As described above, in the semiconductor integrated circuit device IC described above,
Since the test pattern data Cin for variably setting various test conditions is generated inside the semiconductor integrated circuit device C4n, a test terminal for supplying the test pattern data Cin is not necessary. As the test terminal, only the terminal Pt1 for introducing the clock CPt for operating the test pattern data generating means 2 is sufficient. As a result, it is possible to increase the number of combinations of test conditions that can be set in stages with a small number of test terminals, and it is possible to perform precise tests without increasing the mounting cost of semiconductor integrated circuit devices. become able to.

〔effect〕

[13 For example, by incorporating test-pattern data generation means such as a pseudo-random signal generation circuit into a semiconductor integrated circuit device, it is possible to increase the number of combinations of test conditions that can be set with a small number of test terminals. This makes it possible to perform precise tests without increasing the mounting cost of semiconductor integrated circuit devices.
This effect can be obtained.

Although the invention made by the present inventor has been specifically explained above based on Examples, it goes without saying that this invention is not limited to the above Examples and can be modified in various ways without departing from the gist thereof. Nor. For example, the above test
The pattern data generating means 2 may be a conventional multi-digit binary counter or a shift register.

[Application field]

Although the invention made by the present inventor is applied to a semiconductor integrated circuit device, which is the background field of application, it is not limited to this, and can also be applied to, for example, a hybrid mackerel integrated circuit device. Applicable.

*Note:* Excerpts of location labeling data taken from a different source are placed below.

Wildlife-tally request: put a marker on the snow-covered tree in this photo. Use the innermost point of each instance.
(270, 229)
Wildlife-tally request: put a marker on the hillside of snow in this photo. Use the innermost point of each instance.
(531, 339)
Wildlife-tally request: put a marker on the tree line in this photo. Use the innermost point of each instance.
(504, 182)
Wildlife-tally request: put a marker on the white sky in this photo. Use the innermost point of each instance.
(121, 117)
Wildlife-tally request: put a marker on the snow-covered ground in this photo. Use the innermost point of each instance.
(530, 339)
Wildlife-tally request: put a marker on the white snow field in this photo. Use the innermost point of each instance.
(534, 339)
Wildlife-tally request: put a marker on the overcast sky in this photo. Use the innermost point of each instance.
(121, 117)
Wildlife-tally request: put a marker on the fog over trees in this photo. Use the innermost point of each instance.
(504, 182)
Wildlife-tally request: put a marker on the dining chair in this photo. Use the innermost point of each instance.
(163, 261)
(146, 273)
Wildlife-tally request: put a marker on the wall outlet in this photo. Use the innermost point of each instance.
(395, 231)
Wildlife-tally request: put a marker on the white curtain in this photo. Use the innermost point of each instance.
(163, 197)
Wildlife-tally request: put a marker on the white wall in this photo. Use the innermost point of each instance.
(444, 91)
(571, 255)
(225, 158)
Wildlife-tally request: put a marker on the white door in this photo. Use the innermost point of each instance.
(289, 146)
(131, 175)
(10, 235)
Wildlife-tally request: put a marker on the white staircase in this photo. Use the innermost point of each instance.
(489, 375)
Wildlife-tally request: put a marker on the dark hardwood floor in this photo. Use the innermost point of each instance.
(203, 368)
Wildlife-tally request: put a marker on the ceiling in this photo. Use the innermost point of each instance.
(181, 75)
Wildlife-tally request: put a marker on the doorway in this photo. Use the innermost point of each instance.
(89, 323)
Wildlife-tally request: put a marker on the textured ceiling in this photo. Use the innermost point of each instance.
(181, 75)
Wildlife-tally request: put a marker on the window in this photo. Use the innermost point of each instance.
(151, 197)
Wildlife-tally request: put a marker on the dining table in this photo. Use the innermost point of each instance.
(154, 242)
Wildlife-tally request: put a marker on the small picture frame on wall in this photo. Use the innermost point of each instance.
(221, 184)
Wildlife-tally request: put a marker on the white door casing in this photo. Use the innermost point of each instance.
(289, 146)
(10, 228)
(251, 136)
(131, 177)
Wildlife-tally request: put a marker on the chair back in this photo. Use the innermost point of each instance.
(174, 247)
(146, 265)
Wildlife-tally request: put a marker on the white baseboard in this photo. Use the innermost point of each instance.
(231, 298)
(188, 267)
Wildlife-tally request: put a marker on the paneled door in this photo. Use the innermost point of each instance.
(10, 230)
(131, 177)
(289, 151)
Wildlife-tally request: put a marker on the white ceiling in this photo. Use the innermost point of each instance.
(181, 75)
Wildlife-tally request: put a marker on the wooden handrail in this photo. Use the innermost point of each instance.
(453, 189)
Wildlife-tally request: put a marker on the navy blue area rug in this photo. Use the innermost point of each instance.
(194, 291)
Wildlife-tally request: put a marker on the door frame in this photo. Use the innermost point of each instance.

[Brief explanation of the drawing]

FIG. 1 is a diagram showing a part of a circuit in a semiconductor integrated circuit device to which this invention is applied, FIG. 2 is a diagram showing an example of the configuration of a test pattern data generation means, and FIG. 3 is a diagram showing a configuration example of a test pattern data generation means. 1 is a diagram showing a part of a circuit in a semiconductor integrated circuit device that has been studied; FIG. IC...Semiconductor integrated circuit device, l...Circuit that performs the original function of the semiconductor integrated circuit device, 11.12...Circuit block, 2...Decoder, 3...Test pattern-7' -Event generation means, cIn...Test pattern fist data. Agent Patent Attorney Katsutoshi Ogawa ゛・-' Figure 1 Figure 2 Figure C1

Claims (1)

[Claims] 1. A semiconductor integrated circuit device incorporating a plurality of test switching circuits for setting test conditions, the test pattern data generation for individually controlling the setting state of each test switching circuit. A semiconductor integrated circuit device characterized by having a built-in means. 2. The semiconductor integrated circuit device according to claim 1, wherein the test pattern data generating means is constituted by a stepping circuit. 3. The semiconductor integrated circuit device according to claim 1, wherein the test pattern data generating means is constituted by a pseudo-random signal generating circuit.